How important is class size and how does it relate to learning opportunities? I started thinking about this after reading an interesting post on Patrick Watson's Montrose42 blog. Watson summarises some theories put forward by Malcom Gladwell, who suggests that a class size of 18-24 learners is considered to be an ideal number. Obviously, very large class sizes may lead to reduced learning opportunities. However, teachers also reported that very small class sizes can impact learning negatively, for example by a disruptive student having a proportionally greater effect on the classroom dynamics. 

I have taught classes ranging  in size from ten to fifty learners. Clearly, fifty 14-year olds in a classroom is a far from ideal learning environment! However, having just ten learners does present some issues of its own, for example small group presentations don't generate the same level of interactive engagement during the question and answer session following the presentations as a similar Q & A with a class of twenty. I have noticed that the energy level of a very small class is frequently lower than in a class of 25 learners. Obviously this is an anecdotal and not particularly objective finding but it is certainly a phenomenon that I and my colleagues I have discussed this with have experienced. 

The upside of a very small class is the opportunity for a teacher to spend more time with individual students. There is also greater opportunity to explore tangents that may arise from learners' questions. However, Gladwell notes that better learning outcomes are often not achieved in small classes because teachers don't adapt their teaching to meet the needs of a smaller class - they simply work less! I find this a bit surprising, because in my experience a lesson plan that is suitable for 25 learners won't necessarily work with a class of ten learners without at least some modification. 

I would be interested in hearing other teachers' opinions of what they think is the ideal class size. 

Thursday, 7 May 2015

Planning for inquiry learning

With my new school year rapidly approaching, I have been thinking about ways to incorporate more inquiry-based learning into my classroom. I found a useful blog post by Kath Murdoch at with some great ideas around how to prepare learners for a more inquiry-oriented approach to their learning. 

One of the key points I feel is the idea of reframing learning intentions as questions. The Right Question Institute offers a range of free resources that provide teachers with ways to encourage learners to formulate their own questions and foster an inquiry approach to learning. 

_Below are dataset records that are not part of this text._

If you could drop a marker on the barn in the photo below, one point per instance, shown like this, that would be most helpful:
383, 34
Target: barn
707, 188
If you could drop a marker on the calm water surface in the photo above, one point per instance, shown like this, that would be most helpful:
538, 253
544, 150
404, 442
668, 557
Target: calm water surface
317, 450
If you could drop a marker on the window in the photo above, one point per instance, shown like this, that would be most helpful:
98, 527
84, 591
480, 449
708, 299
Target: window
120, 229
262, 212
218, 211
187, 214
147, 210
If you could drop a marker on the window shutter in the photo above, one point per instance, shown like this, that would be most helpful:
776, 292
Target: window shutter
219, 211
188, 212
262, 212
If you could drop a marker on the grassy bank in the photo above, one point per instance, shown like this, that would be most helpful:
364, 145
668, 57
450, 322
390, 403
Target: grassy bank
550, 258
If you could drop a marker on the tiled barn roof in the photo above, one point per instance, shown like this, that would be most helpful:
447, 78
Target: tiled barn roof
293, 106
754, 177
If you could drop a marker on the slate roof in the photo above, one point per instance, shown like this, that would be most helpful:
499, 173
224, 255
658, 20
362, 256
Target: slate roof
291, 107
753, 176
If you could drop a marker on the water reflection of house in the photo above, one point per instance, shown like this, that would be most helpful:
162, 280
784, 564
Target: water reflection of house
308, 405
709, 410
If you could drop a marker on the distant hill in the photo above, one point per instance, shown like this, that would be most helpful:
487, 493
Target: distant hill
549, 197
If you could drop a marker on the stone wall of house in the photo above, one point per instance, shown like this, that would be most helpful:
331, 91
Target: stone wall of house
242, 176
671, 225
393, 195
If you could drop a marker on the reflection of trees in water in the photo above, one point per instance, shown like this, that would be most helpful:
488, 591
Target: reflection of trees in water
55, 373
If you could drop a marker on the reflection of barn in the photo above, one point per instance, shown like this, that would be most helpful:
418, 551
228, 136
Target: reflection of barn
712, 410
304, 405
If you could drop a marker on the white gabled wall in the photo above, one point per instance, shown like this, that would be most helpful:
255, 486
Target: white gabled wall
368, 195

An area where I am limited is in creating a physical space that enables learners to move around and find working configurations that suit them. The best that can be achieved is the rearrangement of desks or the creation of a slightly more informal seating arrangement. There are plenty of desktop PCs available, however, and most students have their own mobile devices, so this affords a little more flexibility in setting up the physical space. 

Enabling learners to understand their own learning strengths is something I have been focusing on for a while now, and this is again something that is highlighted as an important aspect of inquiry learning. I plan to continue to developing ways to enhance learners' metacognitive awareness, whcih will form part of the inquiry journey. 

Although my learners have frequent, regular summative exams as dictated by the curriculum, my hope is that by using a more inquiry-based approach, learners will achieve more than simply good grades in their exams.